Deer hunting the old way
A. Ray Lee
The cold nights and bright afternoons have deer stirring. Hunters have planted their food plots and are now praying for rain on the young plants. Overhanging limbs and brush are being removed from shooting lanes. Fifty-five-gallon drums of shelled corn have been laid in store and the kernels will be placed at strategic feeding spots so deer will develop favorable feeding habits in range of the stands. Shooting houses will be cleared of mice beds and wasp nests. Torn camouflage fabric hiding tripod hunting stands will be replaced.
Now is the time for checking hunting equipment including guns and skinning knives as well as sighting in new scopes and servicing ATV vehicles. Closets will be checked to make sure the latest in hunting clothing has been washed in a scent-killing solution and is ready to go. These are just a few things the modern hunter will give attention to. Yes, deer hunting is an expensive sport.
When asked if I play golf (which seems to be the sport of choice for ministers), I often reply with tongue in cheek, “No, I deer hunt and can’t afford two big sins.”
Deer hunting has drastically changed from the days when Clint and I began many years ago with the Post Oak Club in York, Alabama.

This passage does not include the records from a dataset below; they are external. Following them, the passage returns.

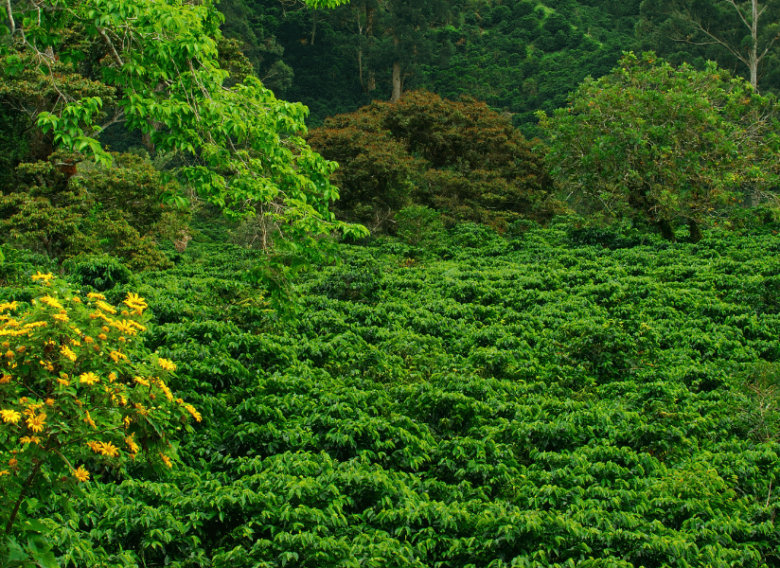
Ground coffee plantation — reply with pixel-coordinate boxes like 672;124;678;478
0;221;780;568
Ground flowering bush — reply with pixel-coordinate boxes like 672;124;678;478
0;272;201;535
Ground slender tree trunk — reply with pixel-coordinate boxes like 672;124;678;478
366;6;376;93
390;36;401;103
749;0;759;92
688;219;704;243
658;219;677;242
390;61;401;103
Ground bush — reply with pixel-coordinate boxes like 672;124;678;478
309;91;561;231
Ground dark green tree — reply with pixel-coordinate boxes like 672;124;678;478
637;0;780;89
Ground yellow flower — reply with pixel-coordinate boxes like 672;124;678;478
41;296;65;310
19;399;43;416
100;442;119;458
79;371;100;386
0;410;22;424
27;412;46;434
73;465;89;483
160;452;173;467
157;381;173;402
124;292;149;316
84;410;97;429
60;345;77;361
95;300;116;314
31;270;54;284
184;404;203;422
157;357;176;371
111;320;138;335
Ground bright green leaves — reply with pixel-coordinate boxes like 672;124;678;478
540;53;780;242
0;0;367;280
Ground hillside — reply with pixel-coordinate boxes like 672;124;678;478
0;225;780;567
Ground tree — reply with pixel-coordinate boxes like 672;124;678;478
0;0;363;270
540;53;780;240
638;0;780;90
309;91;557;229
0;272;197;566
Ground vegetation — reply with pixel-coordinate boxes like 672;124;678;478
541;53;780;241
0;0;780;568
3;217;780;566
309;91;560;230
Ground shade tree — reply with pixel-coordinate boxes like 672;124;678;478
540;53;780;240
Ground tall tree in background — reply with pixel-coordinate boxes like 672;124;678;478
540;53;780;241
638;0;780;90
383;0;449;102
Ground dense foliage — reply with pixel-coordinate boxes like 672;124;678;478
0;0;364;282
3;216;780;567
541;53;780;240
0;271;201;567
309;91;558;230
222;0;640;135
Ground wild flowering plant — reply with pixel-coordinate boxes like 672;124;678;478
0;272;201;536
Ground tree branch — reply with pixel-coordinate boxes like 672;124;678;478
5;0;16;37
97;25;124;67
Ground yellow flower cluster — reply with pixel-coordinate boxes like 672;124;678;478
157;357;176;372
0;272;203;483
87;441;119;458
73;465;89;483
124;292;149;316
31;270;54;284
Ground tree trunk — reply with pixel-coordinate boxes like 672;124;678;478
688;219;704;243
390;61;401;103
749;0;759;88
658;219;677;242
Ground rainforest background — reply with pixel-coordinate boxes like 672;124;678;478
0;0;780;568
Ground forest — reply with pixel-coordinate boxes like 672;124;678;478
0;0;780;568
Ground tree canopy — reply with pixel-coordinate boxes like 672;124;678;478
540;53;780;239
0;0;368;268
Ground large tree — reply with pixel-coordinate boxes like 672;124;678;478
540;53;780;240
638;0;780;89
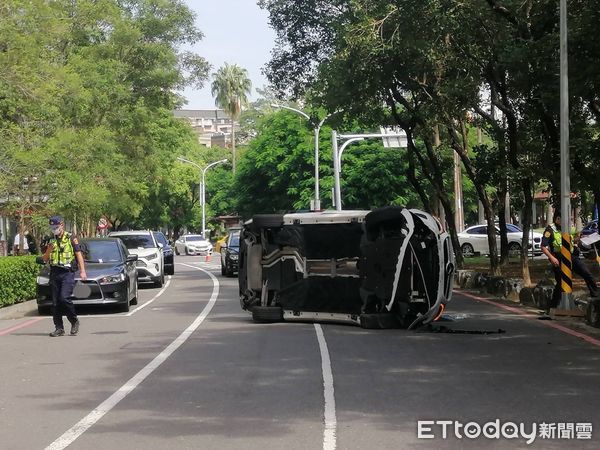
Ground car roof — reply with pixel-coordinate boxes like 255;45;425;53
80;237;120;243
108;230;152;236
283;210;371;225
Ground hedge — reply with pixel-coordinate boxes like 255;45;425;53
0;256;40;308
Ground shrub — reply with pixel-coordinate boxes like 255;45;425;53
0;256;40;307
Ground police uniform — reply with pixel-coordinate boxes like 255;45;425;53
542;223;600;308
49;219;81;334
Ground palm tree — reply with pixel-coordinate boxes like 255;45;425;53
211;63;252;173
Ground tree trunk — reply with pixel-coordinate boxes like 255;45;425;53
231;117;235;175
521;178;533;286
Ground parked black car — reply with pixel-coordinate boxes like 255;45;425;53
36;238;138;314
221;229;241;277
581;219;600;259
152;231;175;275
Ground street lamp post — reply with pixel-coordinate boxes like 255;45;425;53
331;130;406;211
271;103;337;211
177;156;227;236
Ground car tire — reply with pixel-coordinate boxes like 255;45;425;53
130;283;138;305
119;299;131;312
38;306;52;316
460;244;475;258
508;242;529;256
252;306;283;323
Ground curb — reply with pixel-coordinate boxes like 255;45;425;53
0;300;37;320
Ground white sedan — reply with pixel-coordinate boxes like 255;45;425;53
175;234;212;255
458;223;542;257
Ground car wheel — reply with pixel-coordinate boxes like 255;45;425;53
252;306;283;323
131;283;138;305
508;242;521;256
38;306;52;316
119;299;130;312
460;244;475;258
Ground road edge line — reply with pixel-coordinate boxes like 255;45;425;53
45;264;220;450
314;323;337;450
454;290;600;347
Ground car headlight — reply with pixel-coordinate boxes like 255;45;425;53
98;273;125;284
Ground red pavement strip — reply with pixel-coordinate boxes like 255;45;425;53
0;317;44;336
454;290;600;347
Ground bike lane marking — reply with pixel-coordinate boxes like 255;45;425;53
46;264;219;450
0;317;45;336
455;290;600;347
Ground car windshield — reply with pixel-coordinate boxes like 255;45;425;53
153;233;169;247
81;241;122;263
117;234;156;250
185;236;205;242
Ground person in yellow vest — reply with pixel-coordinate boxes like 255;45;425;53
542;210;600;308
43;216;87;337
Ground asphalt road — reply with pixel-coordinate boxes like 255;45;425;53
0;257;600;450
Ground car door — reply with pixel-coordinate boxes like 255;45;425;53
471;225;490;255
121;244;137;292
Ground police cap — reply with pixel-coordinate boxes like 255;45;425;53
48;216;65;225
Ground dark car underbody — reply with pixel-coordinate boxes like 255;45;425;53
239;207;454;328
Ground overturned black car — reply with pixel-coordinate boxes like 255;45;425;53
239;207;454;328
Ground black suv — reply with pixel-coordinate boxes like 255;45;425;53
221;229;240;277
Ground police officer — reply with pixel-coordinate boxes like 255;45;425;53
43;216;87;337
542;210;600;308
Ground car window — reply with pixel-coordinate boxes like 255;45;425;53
185;236;206;242
116;234;156;250
467;227;487;234
153;233;169;247
81;241;123;263
229;233;240;247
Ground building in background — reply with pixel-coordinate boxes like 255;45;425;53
173;109;239;147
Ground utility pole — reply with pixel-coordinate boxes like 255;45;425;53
560;0;574;309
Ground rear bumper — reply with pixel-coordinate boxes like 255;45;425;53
36;280;129;307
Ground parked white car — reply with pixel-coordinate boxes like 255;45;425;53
458;223;542;257
109;231;165;287
175;234;212;255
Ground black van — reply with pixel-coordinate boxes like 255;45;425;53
238;206;454;328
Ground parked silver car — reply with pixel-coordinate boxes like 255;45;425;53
175;234;212;255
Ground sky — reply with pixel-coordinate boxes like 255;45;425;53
182;0;275;109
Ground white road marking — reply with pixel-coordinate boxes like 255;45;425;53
314;323;337;450
125;275;172;317
46;264;219;450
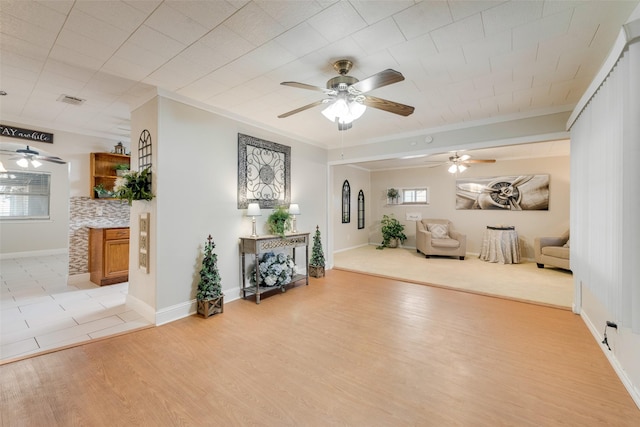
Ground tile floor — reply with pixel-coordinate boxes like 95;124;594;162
0;255;151;363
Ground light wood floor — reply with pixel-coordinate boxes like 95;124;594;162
0;270;640;426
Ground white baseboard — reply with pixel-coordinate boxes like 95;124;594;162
580;310;640;409
155;294;240;326
0;248;69;259
67;273;91;285
126;294;157;325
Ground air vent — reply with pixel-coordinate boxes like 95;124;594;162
58;95;86;105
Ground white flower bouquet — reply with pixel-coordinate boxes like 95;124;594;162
250;252;296;288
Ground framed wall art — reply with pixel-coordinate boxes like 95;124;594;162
238;133;291;209
456;174;549;211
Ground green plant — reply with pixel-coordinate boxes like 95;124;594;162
267;206;291;237
309;225;324;267
93;184;112;197
113;169;154;205
196;234;222;301
376;215;407;249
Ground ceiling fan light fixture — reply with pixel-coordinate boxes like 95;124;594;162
322;98;367;124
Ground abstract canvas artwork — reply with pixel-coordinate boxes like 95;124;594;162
456;174;549;211
238;133;291;209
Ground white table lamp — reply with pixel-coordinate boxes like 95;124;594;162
289;203;300;233
247;203;262;237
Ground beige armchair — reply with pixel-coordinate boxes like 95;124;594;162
533;231;571;270
416;219;467;260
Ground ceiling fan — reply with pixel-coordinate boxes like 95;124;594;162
278;59;414;130
433;152;496;173
0;145;67;168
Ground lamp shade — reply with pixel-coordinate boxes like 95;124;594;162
247;203;262;216
289;203;300;215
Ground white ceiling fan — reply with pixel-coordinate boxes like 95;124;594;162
431;152;496;173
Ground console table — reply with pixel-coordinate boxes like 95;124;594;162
240;233;309;304
480;226;520;264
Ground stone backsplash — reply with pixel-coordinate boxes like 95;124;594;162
69;197;131;275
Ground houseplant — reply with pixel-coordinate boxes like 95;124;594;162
196;235;224;318
93;184;113;199
376;214;407;249
387;188;400;203
113;163;129;176
113;169;154;205
309;225;324;277
249;252;296;292
267;206;291;237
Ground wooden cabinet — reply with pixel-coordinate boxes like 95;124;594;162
89;227;129;286
89;153;131;199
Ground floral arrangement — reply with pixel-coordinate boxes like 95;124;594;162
250;252;296;288
113;169;154;205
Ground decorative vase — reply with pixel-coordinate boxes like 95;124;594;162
197;295;224;319
309;265;324;277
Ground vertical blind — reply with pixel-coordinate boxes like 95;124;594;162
0;171;51;219
571;43;640;333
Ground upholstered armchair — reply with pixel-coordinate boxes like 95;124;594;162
533;230;571;270
416;219;467;260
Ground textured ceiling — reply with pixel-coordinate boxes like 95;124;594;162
0;0;638;152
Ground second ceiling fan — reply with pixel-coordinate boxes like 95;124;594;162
278;59;414;130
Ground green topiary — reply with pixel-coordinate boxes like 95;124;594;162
196;235;222;301
267;206;291;237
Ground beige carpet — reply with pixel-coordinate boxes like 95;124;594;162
334;245;573;309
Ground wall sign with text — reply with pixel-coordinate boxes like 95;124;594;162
0;124;53;144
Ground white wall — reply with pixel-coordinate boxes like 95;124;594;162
330;165;378;252
130;97;327;323
350;157;570;259
0;122;116;257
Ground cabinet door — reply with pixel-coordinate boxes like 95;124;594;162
104;239;129;278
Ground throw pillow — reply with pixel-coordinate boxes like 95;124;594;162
427;224;449;239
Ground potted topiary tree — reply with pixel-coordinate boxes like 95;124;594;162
309;225;324;277
376;214;407;249
196;235;224;319
267;206;291;237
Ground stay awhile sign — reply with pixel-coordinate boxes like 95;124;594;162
0;124;53;144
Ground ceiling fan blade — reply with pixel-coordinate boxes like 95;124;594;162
351;68;404;93
280;82;335;93
278;98;331;119
362;95;415;117
462;159;496;163
37;156;67;165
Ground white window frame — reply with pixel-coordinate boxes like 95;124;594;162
0;170;51;221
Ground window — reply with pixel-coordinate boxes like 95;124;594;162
0;171;51;220
402;188;429;205
358;190;364;230
342;179;351;224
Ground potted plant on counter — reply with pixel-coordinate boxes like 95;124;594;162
376;214;407;249
113;169;154;206
196;234;224;319
267;206;291;237
113;163;129;176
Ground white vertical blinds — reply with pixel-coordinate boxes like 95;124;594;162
571;43;640;333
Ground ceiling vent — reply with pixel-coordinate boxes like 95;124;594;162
58;95;86;105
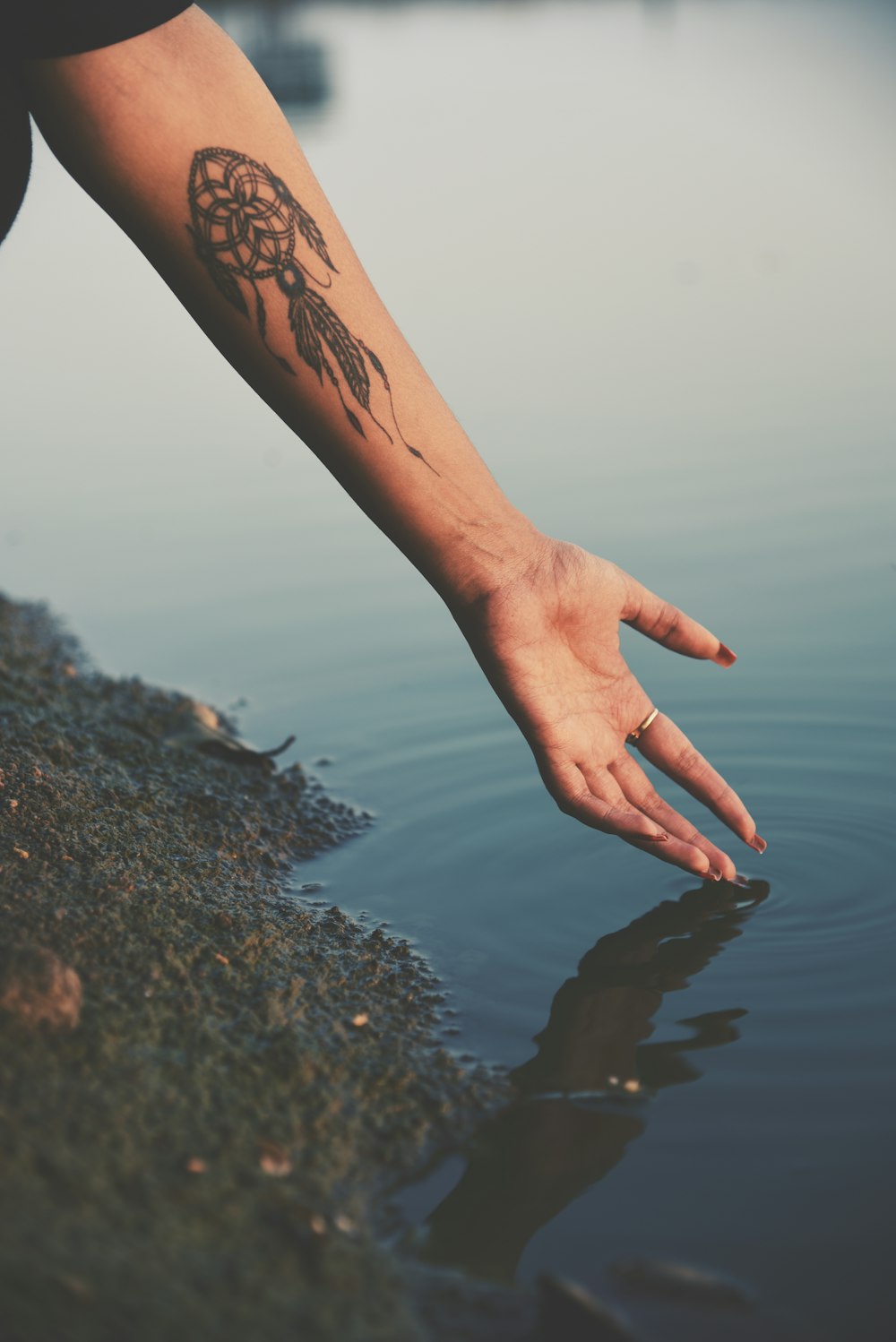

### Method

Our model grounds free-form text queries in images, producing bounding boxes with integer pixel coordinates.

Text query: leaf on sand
[162,699,295,770]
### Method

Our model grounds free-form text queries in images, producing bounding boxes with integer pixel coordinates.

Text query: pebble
[538,1274,639,1342]
[0,945,82,1029]
[609,1259,753,1309]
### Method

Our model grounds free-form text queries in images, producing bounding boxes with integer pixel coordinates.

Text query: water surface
[0,0,896,1342]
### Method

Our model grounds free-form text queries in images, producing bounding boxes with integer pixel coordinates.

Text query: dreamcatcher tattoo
[186,149,439,474]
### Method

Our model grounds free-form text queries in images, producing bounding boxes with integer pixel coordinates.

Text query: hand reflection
[420,882,769,1282]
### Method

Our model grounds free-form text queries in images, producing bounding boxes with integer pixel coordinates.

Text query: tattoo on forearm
[186,149,439,474]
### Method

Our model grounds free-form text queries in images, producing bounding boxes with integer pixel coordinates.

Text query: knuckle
[675,741,705,779]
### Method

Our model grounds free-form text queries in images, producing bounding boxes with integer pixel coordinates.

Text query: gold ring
[625,709,660,741]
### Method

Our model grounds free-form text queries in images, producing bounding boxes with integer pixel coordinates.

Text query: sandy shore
[0,598,526,1342]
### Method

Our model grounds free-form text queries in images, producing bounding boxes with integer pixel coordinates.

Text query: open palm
[456,541,766,881]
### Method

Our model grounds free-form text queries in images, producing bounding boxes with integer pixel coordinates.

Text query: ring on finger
[625,709,660,742]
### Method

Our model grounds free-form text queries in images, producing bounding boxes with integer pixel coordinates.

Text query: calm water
[0,0,896,1342]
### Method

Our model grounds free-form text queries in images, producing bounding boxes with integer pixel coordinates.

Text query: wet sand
[0,598,517,1342]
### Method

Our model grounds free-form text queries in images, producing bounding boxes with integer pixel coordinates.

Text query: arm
[21,8,764,876]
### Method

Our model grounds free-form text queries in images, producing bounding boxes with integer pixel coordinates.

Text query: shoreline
[0,596,520,1342]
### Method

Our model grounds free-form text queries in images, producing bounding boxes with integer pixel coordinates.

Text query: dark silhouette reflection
[418,882,769,1282]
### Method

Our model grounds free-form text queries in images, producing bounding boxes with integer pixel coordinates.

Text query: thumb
[620,573,737,667]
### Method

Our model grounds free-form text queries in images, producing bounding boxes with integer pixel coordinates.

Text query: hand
[454,539,766,881]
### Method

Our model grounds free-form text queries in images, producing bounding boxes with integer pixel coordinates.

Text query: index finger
[637,712,766,852]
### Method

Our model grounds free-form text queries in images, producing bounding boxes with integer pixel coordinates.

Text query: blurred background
[0,0,896,1342]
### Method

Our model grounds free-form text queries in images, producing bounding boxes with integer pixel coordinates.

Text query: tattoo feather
[289,294,322,381]
[303,288,370,410]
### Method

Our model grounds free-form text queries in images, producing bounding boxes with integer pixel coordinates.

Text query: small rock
[538,1274,637,1342]
[610,1259,753,1309]
[259,1142,292,1178]
[0,945,82,1029]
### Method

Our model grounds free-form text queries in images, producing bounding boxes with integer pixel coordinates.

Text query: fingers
[637,712,766,852]
[539,758,719,878]
[537,755,668,847]
[582,766,734,879]
[610,750,737,881]
[621,573,737,667]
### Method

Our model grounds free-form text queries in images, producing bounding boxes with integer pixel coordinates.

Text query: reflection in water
[420,882,769,1282]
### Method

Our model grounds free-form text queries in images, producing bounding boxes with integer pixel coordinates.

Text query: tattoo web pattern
[186,149,439,474]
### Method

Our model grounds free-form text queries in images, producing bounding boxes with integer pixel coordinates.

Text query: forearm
[28,9,539,606]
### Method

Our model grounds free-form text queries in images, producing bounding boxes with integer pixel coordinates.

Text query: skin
[19,6,764,879]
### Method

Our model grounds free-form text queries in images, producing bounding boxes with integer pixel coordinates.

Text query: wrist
[431,509,554,617]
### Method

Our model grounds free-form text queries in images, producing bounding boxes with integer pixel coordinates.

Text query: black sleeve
[8,0,191,56]
[0,0,191,242]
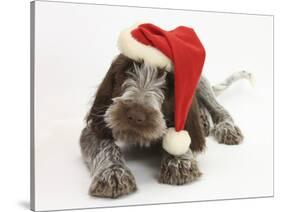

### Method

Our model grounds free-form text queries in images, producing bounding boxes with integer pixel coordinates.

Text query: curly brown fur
[159,150,201,185]
[196,77,244,145]
[80,54,245,198]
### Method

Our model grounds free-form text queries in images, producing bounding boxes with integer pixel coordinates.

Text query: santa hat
[118,23,205,155]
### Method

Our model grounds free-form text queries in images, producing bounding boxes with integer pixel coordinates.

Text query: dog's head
[87,54,173,146]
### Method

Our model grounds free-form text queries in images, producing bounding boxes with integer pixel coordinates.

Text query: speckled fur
[80,54,243,198]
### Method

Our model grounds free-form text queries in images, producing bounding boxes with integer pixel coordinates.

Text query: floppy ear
[163,73,205,152]
[86,54,133,139]
[185,95,206,152]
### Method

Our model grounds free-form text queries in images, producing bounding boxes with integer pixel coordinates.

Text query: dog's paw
[159,156,202,185]
[212,121,244,145]
[89,165,137,198]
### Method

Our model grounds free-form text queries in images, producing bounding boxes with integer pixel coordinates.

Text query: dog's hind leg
[80,127,137,198]
[159,149,201,185]
[198,101,211,137]
[196,77,243,145]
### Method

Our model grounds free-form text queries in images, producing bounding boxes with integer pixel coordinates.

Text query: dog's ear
[86,54,133,139]
[162,73,205,152]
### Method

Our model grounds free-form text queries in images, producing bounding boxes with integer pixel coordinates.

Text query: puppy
[80,54,243,198]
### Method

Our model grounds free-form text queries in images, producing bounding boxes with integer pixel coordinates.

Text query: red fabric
[131,23,205,131]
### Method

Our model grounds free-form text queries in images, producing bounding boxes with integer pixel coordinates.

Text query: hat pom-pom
[162,128,191,156]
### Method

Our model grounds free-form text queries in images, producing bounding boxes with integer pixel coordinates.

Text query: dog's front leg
[196,77,243,145]
[80,127,136,198]
[159,149,201,185]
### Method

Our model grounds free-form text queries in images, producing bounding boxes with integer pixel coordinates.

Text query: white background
[0,1,280,211]
[31,2,273,210]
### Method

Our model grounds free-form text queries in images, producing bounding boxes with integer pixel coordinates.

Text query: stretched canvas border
[30,0,275,211]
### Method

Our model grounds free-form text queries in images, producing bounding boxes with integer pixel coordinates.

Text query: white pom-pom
[162,128,191,155]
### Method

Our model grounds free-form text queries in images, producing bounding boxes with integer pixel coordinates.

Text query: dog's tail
[212,71,255,96]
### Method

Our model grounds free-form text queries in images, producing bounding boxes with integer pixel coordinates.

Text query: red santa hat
[118,23,205,155]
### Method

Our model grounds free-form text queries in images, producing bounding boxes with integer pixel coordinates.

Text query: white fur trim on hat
[117,25,172,71]
[162,127,191,156]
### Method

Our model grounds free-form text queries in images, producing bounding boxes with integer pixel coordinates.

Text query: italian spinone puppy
[80,23,251,198]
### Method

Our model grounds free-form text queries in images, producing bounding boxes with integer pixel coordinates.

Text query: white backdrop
[31,2,273,210]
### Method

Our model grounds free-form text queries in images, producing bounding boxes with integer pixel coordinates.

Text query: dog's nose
[127,108,146,124]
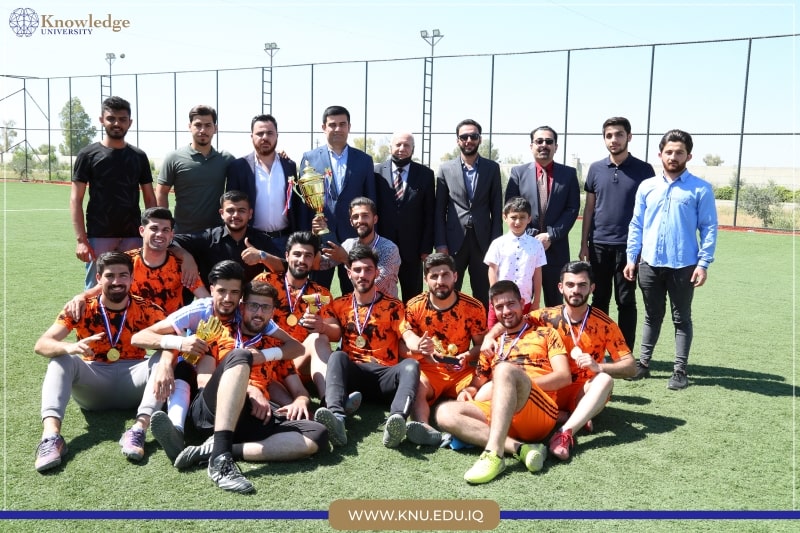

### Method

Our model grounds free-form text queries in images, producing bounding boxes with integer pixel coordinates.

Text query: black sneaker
[208,452,256,494]
[667,370,689,390]
[627,361,650,381]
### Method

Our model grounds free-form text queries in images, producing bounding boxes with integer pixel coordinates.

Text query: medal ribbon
[283,276,310,314]
[498,321,528,361]
[97,297,131,354]
[563,305,592,349]
[353,291,378,335]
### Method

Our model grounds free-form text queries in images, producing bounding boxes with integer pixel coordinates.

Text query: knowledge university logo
[8,7,39,37]
[8,7,131,37]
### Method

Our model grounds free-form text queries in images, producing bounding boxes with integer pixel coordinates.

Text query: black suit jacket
[433,157,503,255]
[301,145,375,239]
[225,152,309,232]
[505,163,581,269]
[375,161,436,263]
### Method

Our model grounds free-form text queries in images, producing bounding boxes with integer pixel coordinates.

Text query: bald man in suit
[434,119,503,309]
[375,132,435,302]
[505,126,581,307]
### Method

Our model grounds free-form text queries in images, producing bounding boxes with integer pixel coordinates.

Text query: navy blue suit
[300,145,376,288]
[505,163,581,307]
[375,161,436,302]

We invested a modest membership fee that was used to pay a few club expenses and lease a large tract of land. In preparation for the season, members gathered at the clubhouse and fanned out over the hunting areas clearing lanes to the stands and making sure each stand had a number.
All hunts were scheduled before opening day and were group events. Hunters were positioned at the stands and drivers with dogs pushed the deer toward them. For safety’s sake, only shotguns were allowed. Hopefully, the noise of the drivers and the barking of the hounds would push a buck out of the thick briar patches and cut over timber close enough for a shot.
At noon we gathered at the clubhouse for a warm bowl of stew and to give a report of where deer may have been seen. If someone had missed an escaping buck, he was the object of a lot of good-natured harassment. When the afternoon hunt was over any deer taken would be hung upon a cleaning rack and dressed. The lucky hunter would get the rack. All who had participated in the hunt would receive a share of venison.
We were slow in dispersing as we lingered sharing in the commonality of a group who had enjoyed the hunt as a team.
The expenses were much less than those of the modern hunter. Not a lot of equipment was required. A simple shotgun, a few buckshot loaded shells, a pair of boots, and an army surplus field jacket were not that costly. Memories made were priceless.